Opinion

Newton Emerson: Safe childcare for health workers an urgent priority in coronavirus response

Lurgan Model Primary school was among the first to decide to close voluntarily. Picture byColm Lenaghan/ Pacemaker
Lurgan Model Primary school was among the first to decide to close voluntarily. Picture byColm Lenaghan/ Pacemaker Lurgan Model Primary school was among the first to decide to close voluntarily. Picture byColm Lenaghan/ Pacemaker

THE government is changing its coronavirus strategy, following a bombshell report by its scientific advisers at Imperial College London.

The impact of the report could be seen at Downing Street's press conference this Monday, when the prime minister signalled a move from 'mitigation' to 'suppression'.

Mitigation was wrongly termed 'herd immunity' after England's chief medical officer used that term last Thursday, mentioning it as a possible long-term benefit.

However, the goal of the strategy was simply to flatten the peak of the epidemic before the summer to enable hospitals to cope.

Imperial College has found this will not work, as coronavirus is more infectious than assumed.

Planned mitigation measures would flatten the peak but the NHS would still be overwhelmed and deaths compared to doing nothing would only halve, which is unacceptable.

So the alternative is suppression, described in the report as "social distancing of the entire population", aimed at stopping the spread of infection instead of merely managing it.

This accords with the latest World Health Organization advice and strategies in a number of EU countries, including the Republic.

In Northern Ireland, we are distracting ourselves with an emotive school closure row that could be irrelevant and is already a parody of the scrapping of the 11-plus, with competing 'Catholic' and 'Protestant' alternatives emerging

Unfortunately, it does not solve the Stormont and cross-border arguments we have experienced over the past week.

Even in a draconian suppression scenario the report is non-committal on school closures, finding any reduction in infections might be offset by reduced capacity in hospitals, as health workers stay at home to look after their children.

The real shock in the report is that it finds suppression will not work either, at least as the public has been allowed to understand it.

Measures amounting to a near shutdown of society must be maintained until a vaccine is available, estimated to take 12 to 18 months.

Otherwise, the peak will return as soon as measures are lifted. If this happens in autumn or winter, the impact will be worse than adopting mitigation now.

The report says the necessary measures, with or without school closures, are unlikely to be sustainable for 12 to 18 months.

Nor is there any guarantee a vaccine will become available or be sufficiently effective.

The only way to manage this open-ended situation will be to periodically relax suppression through "adaptive hospital surveillance-based triggers".

In other words, brief interludes of relative normality before slamming the brakes on again as the wards fill up.

It is hard to avoid the conclusion this is also hoping for long-term herd immunity - although that is far from certain with a coronavirus-type illness.

The Imperial College report is not an outlier. The University of Edinburgh says it expects the World Health Organization to accept lengthy suppression is unsustainable and downgrade its advice.

Northern Ireland's political argument to date is obviously dwarfed by these implications.

Stormont's plan, based on accepting similar scientific advice to London, would overwhelm hospitals this summer and seems to assume the crisis will be over by September.

Dublin has only announced suppression measures until the end of this month, yet September next year is the correct time-frame for its approach.

Nobody is confronting the public with the new reality of a disease we will have to live with for the foreseeable future by periodically switching off large parts of society and the economy.

In Northern Ireland we have distracted ourselves with an emotive school closure row that could be irrelevant and became a parody of the scrapping of the 11-plus, with competing ‘Catholic’ and ‘Protestant’ alternatives emerging.

In light of the Imperial College Report it is clear that providing safe childcare for health workers is the urgent first step to addressing this dispute, consistent with everyone's concerns.

Stormont and Dublin could then assess the wider issues of education, transmission and sustainability.

Despite the rows of the past week, political institutions are holding together.

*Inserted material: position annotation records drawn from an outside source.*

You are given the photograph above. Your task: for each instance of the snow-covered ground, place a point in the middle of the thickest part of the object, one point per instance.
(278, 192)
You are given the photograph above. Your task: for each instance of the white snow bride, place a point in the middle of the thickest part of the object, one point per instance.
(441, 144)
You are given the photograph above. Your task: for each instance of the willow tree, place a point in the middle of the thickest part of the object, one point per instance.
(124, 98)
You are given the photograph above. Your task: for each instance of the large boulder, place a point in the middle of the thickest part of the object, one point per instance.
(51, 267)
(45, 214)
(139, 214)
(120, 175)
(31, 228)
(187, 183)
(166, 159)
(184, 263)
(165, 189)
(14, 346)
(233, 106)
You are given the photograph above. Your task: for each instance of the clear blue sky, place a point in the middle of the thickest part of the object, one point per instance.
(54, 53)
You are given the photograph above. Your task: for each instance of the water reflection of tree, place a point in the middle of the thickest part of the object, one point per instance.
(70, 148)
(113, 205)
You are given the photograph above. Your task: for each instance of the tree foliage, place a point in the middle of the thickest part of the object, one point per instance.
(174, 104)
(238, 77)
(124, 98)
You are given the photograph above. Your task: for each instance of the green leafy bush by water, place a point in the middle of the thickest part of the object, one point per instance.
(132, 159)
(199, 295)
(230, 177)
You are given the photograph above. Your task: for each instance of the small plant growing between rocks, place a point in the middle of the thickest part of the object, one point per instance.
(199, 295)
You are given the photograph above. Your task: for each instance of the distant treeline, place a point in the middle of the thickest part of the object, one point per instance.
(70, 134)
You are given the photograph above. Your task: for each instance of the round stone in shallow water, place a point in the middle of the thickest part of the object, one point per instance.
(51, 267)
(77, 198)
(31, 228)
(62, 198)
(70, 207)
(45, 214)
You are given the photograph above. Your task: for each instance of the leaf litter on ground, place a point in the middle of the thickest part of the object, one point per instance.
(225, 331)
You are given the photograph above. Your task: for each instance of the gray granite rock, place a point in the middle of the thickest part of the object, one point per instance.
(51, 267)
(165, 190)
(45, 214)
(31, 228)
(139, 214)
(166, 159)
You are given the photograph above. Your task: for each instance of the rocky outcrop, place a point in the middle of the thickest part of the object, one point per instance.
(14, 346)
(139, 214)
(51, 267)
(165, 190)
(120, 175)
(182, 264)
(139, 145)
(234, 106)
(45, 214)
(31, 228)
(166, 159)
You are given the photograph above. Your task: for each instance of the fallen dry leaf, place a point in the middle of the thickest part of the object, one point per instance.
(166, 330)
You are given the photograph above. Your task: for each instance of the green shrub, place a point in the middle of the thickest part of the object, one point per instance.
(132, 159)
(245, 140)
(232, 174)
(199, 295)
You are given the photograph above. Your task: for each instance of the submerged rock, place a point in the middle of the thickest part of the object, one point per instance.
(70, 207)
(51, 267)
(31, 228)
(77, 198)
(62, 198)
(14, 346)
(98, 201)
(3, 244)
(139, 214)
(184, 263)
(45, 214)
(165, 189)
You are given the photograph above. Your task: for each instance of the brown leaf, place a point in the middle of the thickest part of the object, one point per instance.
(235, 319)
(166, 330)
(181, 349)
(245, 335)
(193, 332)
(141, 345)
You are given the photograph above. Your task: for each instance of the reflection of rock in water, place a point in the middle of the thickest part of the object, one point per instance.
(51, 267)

The executive agrees on everything apart from school closures. Sinn Féin and the DUP are both plainly trying to avoid a breakdown in relations (Sinn Féin is more interested in attacking Alliance).

The North-South Ministerial Council is providing a cross-border forum to work through disagreements.

The DUP seems onboard with all-Ireland cooperation, while Taoiseach Leo Varadkar has insisted differences are only about "timing".

In truth, there are more profound differences over the science and what can be done in practice.

However, no government has any objective but to minimise fatalities.

That point must be emphasised if we are to get through the difficult decisions ahead without rancour and paranoia.

It will not be possible to coordinate any response to coronavirus in a society that divides over it.